Samedi 1 mai 2021
El-Djida Tameqrant : « Err-as tili » à l’artiste tombée dans l’oubli
El-Djida Tameqrant fait partie de ces artistes qui, malgré le souffle donné à la chanson traditionnelle kabyle, sont tombés dans le gouffre vorace de l’amnésie collective.
Pourtant, quelques-uns des refrains de ses chansons comme « Err-as tili » ont été repris par des statures de la dimension de Matoub Lounes. Ce dernier avait transformé le « Err-as tili d neţţa ay tesεa d lwali » d’origine en « Erras tili a d-iqegel u Djazaïri ». La rime est quasiment la même, mais les registres sont différents.

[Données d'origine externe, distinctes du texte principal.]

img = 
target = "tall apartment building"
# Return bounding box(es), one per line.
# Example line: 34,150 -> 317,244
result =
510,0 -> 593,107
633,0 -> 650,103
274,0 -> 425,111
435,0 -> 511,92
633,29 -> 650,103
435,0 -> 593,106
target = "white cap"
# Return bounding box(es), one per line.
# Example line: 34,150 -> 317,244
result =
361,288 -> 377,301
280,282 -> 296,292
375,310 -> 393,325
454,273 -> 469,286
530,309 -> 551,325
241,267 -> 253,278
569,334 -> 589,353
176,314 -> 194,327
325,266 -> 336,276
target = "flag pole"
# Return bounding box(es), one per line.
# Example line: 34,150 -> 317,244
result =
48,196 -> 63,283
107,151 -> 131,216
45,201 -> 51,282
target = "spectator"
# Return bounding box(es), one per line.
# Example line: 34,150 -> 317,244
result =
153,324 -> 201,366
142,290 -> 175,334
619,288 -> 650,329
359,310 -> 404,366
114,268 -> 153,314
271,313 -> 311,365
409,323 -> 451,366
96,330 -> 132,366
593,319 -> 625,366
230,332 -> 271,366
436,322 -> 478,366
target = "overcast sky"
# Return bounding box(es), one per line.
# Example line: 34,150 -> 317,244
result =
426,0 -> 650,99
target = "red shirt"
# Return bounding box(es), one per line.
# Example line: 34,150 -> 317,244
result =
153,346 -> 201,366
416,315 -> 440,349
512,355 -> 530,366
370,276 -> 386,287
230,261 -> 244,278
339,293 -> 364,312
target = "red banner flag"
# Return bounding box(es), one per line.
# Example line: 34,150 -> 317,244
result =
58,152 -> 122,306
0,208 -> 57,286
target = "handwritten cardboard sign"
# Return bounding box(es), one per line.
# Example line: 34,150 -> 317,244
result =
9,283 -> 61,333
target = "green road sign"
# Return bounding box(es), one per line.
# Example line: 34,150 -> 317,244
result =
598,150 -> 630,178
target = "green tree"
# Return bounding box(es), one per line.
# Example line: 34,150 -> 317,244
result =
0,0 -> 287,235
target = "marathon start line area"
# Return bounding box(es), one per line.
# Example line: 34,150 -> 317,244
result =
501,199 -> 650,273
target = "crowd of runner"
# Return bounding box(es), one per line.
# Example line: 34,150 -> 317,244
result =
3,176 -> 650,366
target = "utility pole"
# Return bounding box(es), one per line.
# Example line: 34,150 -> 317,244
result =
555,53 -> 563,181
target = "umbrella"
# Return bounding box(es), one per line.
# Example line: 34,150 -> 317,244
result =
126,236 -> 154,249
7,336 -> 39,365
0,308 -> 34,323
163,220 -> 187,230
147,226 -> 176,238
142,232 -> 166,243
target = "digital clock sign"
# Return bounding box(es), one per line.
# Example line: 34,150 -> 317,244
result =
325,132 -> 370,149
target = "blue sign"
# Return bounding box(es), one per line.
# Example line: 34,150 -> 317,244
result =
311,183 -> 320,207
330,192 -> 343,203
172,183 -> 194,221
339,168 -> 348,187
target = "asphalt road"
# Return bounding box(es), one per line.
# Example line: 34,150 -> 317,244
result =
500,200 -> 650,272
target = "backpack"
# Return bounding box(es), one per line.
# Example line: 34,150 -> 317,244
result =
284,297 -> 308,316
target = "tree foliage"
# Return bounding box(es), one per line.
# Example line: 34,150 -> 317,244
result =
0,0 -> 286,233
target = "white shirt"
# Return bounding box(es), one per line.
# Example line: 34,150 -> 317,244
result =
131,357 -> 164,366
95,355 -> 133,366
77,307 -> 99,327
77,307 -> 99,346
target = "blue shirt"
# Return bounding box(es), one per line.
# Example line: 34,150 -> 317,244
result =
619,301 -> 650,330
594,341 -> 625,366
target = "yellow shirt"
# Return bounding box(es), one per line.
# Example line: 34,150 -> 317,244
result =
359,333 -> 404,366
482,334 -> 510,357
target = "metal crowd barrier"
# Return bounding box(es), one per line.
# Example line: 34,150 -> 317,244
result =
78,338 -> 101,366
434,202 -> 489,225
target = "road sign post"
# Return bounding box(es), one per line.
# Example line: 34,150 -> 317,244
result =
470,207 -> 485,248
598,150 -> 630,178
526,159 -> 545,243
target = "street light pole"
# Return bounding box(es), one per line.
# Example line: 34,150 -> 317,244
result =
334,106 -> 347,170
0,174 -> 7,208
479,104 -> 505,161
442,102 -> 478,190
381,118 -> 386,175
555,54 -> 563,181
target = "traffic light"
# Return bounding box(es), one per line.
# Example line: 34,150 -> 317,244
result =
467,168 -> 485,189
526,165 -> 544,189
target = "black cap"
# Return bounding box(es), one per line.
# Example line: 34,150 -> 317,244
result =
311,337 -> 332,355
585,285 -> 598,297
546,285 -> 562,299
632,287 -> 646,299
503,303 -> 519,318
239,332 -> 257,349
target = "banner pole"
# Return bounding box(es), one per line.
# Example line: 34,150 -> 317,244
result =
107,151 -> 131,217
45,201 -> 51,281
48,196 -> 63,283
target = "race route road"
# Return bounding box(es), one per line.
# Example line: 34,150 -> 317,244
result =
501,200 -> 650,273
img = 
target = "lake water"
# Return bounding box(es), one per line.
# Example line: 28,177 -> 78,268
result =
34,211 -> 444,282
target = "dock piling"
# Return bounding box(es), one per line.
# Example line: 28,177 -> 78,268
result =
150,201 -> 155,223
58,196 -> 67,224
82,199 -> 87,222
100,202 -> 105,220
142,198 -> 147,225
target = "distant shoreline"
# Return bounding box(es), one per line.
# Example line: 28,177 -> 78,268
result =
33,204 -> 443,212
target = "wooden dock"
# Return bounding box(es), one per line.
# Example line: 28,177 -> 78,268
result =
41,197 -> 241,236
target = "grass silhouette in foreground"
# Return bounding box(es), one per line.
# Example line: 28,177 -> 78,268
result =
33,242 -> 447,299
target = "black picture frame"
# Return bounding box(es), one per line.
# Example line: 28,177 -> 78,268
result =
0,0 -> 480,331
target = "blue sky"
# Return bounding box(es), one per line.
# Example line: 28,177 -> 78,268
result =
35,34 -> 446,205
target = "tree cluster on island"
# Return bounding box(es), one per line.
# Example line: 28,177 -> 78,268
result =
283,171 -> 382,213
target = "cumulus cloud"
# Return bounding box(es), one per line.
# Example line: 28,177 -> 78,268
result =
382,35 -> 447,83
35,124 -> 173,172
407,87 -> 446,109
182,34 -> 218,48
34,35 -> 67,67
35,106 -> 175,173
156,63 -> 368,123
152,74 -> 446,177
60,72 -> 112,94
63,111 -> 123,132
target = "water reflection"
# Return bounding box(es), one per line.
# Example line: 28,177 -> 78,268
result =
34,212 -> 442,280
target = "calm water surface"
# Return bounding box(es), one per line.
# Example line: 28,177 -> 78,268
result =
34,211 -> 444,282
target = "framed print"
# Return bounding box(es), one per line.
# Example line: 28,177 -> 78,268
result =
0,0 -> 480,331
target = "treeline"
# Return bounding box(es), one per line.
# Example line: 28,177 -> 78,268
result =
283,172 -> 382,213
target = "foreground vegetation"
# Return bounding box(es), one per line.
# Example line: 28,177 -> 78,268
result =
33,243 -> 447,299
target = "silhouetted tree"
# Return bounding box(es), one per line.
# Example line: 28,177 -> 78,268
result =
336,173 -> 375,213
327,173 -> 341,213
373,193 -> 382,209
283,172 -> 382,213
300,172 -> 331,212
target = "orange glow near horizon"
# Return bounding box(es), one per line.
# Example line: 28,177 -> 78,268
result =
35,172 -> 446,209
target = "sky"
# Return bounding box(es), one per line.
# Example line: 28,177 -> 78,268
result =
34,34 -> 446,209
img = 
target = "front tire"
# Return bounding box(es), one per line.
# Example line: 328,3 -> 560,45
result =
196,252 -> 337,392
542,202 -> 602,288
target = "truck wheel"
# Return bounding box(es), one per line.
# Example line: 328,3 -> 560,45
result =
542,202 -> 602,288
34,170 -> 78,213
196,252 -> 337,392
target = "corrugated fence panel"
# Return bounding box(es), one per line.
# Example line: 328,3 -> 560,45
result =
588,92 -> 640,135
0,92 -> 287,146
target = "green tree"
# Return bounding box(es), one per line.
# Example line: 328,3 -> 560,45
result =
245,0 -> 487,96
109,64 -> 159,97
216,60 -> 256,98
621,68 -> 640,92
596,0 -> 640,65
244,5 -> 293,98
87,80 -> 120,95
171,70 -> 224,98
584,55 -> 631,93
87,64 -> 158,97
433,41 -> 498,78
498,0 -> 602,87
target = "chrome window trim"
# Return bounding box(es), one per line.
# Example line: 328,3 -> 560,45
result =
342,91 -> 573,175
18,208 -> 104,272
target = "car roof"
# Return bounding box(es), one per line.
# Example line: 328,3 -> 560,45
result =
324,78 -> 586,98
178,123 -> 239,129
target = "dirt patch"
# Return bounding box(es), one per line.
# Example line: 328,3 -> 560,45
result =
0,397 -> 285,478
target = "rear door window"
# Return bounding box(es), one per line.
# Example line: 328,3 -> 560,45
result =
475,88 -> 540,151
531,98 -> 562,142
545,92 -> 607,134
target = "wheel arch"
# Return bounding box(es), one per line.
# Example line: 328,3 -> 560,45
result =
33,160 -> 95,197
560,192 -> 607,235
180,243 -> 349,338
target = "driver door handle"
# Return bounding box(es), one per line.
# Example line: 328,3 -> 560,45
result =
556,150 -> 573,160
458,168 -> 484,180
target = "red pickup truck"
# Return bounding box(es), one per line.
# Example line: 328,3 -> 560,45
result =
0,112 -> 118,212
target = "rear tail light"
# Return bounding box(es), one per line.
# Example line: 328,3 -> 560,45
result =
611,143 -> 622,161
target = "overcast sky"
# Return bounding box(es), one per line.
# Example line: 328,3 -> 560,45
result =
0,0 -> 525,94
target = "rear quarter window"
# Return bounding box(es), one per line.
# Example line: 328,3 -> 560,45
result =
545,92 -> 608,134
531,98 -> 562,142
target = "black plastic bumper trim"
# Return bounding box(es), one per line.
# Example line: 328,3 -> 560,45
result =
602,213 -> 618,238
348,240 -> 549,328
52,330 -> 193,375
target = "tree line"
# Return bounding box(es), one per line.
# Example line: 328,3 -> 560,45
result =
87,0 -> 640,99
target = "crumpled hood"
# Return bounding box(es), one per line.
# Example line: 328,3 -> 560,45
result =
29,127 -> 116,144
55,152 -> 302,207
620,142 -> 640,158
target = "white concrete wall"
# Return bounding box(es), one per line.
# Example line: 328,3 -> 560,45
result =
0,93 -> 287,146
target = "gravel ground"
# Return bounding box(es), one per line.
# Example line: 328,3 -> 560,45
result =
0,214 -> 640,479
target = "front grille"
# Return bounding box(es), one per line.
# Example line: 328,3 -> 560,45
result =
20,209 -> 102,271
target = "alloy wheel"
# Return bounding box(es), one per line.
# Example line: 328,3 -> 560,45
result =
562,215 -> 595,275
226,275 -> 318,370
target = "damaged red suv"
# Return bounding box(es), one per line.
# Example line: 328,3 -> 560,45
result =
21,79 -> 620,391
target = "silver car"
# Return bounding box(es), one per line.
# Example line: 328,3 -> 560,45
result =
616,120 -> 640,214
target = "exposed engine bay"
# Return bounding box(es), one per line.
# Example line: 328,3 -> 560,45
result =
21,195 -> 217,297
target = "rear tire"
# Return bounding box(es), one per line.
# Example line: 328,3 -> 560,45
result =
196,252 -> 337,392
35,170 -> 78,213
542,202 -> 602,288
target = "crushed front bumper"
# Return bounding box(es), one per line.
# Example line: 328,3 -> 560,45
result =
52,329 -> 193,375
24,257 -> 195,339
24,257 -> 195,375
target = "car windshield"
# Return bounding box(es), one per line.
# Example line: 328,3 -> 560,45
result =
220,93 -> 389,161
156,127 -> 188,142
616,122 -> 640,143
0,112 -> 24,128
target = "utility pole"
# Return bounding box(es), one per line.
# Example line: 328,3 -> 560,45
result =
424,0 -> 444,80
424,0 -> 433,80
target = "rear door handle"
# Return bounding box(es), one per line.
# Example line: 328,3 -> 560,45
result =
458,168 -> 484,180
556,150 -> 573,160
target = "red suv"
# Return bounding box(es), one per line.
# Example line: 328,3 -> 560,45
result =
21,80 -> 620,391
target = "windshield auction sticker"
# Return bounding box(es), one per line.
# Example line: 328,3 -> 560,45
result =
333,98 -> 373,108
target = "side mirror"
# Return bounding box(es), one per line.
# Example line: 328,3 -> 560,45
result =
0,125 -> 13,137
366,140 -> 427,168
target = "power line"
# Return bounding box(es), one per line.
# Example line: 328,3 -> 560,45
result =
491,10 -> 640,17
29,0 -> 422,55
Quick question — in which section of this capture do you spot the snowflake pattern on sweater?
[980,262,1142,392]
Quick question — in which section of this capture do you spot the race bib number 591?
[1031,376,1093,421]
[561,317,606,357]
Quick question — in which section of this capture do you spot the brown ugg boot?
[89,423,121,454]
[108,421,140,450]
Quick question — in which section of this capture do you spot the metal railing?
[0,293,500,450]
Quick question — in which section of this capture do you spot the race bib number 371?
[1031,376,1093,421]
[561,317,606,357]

Même si le temps assassin a précipité ces joyaux de notre patrimoine culturel dans l’oubli, il est de notre devoir de les faire connaitre à la génération actuelle afin qu’eux-mêmes s’en saisissent pour les transmettre à leur tour si tant est que l’éradication programmée de notre culture n’atteigne pas le point de non-retour que nous redoutons tous.
El-Djida Tameqrant a été la seule chanteuse kabyle, me semble-t-il, à avoir eu droit au titre de Cheikha. C’est dire le respect dont elle jouissait auprès des artistes et le public de son époque.
Biographie (*)
El-Djida Tameqrant, de son vrai nom Mhenni Mebrouka, est née le 04 juillet 1912 dans le village de Ras-n-Tala, dans la wilaya de Sétif. Sa voix raisonnait comme les pierrailles de la montagne qui l’a enfantée et ses mains agiles tambourinaient avec brio, dès sa tendre enfance.
Djida vécut une dure enfance dans son douar de Kabylie, et comme toutes les femmes, elle s’acquittait des tâches ménagères quotidiennes tout en ayant, dès son jeune, une grande passion pour les mélodies et les poèmes qu’elle aimait écouter lors des cérémonies et fêtes familiales.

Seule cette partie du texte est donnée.